In the case of Awlaki, Andrew is right that there is no doubt that the man is a member of al-Qaeda and seeks to kill American civilians. Sullivan says he is "supportive of the military right to target an enemy leader in a war in a clear battlefield" regardless of that enemy leader’s nationality. But what if the enemy is not a high profile "leader" like Awlaki, but a more marginal member: a U.S. citizen who perhaps has no direct operational role in killing American civilians but provides AQ with more nebulous financial or logistical support? Someone for whom it’s not self-evident that they’re a bad guy. Someone without a Wikipedia page. As is often said, there’s no membership card for al-Qaeda. So can the president kill this American with no due process on the basis of secret evidence? Could Obama shield himself from oversight by invoking the state secret privilege, as he did last week after Awlaki’s father sued the administration to prevent his son from being assassinated? And nevermind marginal AQ members, how about innocents? Lest we forget that the U.S. has an impressive history of detaining and denying legal rights to hundreds of completely innocent people at Gitmo in the name of fighting the war on terror.
This is the point: How are we to stop the president from mistakenly targeting an innocent U.S. citizen for assassination? All we have to find is that this is theoretically possible. And the answer is the same for the mistakenly detained prisoners at Gitmo. We charge them in a court of law and give them access to judicial review of the evidence against them. This process of course doesn’t guarantee that an innocent isn’t ensnared, but it’s what we do, and it’s the best we’ve got.
My problems with Andrew’s list of conditionals is there is no concrete principle to hold on to here. Our enemy is sometimes a warrior, sometimes a criminal. They’re sometimes a leader, sometimes an accessory. Sometimes they’re on a battlefield, sometimes they’re not. Sometimes the host country can detain them, somethings they can’t. Tyranny is capricious law; and this policy still just seems too capricious for me.
To his credit, Sullivan says he is deeply troubled by the administration’s invocation of states secrets and its denial of any legal responsibility to account for its quite daring assertion of executive power.
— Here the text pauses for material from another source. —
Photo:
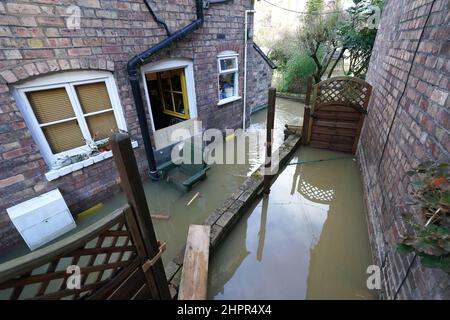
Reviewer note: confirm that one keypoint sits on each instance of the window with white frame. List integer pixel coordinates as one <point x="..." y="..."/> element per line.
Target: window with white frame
<point x="228" y="76"/>
<point x="67" y="112"/>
Andrew concludes:
So I remain in this very tight spot, I concede, supportive of the military right to target an enemy leader in a war in a clear battlefield, but deeply skeptical of the way in which the administration has publicly brandished and subsequently legally defended this position.
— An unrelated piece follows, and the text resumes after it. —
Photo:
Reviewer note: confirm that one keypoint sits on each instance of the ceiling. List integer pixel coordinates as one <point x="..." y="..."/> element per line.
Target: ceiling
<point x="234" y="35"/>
If Andrew wants the adminstration to legally defend its position, then call for Awlaki’s indictment and a formal request of Yemen for his extradition. Then, in the course of trying to apprehend him, if a cruise missile blows him to bits, so be it. But the form matters. And if you think Awlaki’s treason has stripped him of fourth amendment protection, then I’ll point you to Article 3, Section 3 of the constitution which spells out the only process by which a U.S. citizen can be accused and convicted of treason. By all means, start the judicial proceedings. I know it’s quaint, but U.S. citizens, even bad ones, even AWFUL ones, still have constitutional protections from arbitrary, unchecked executive power.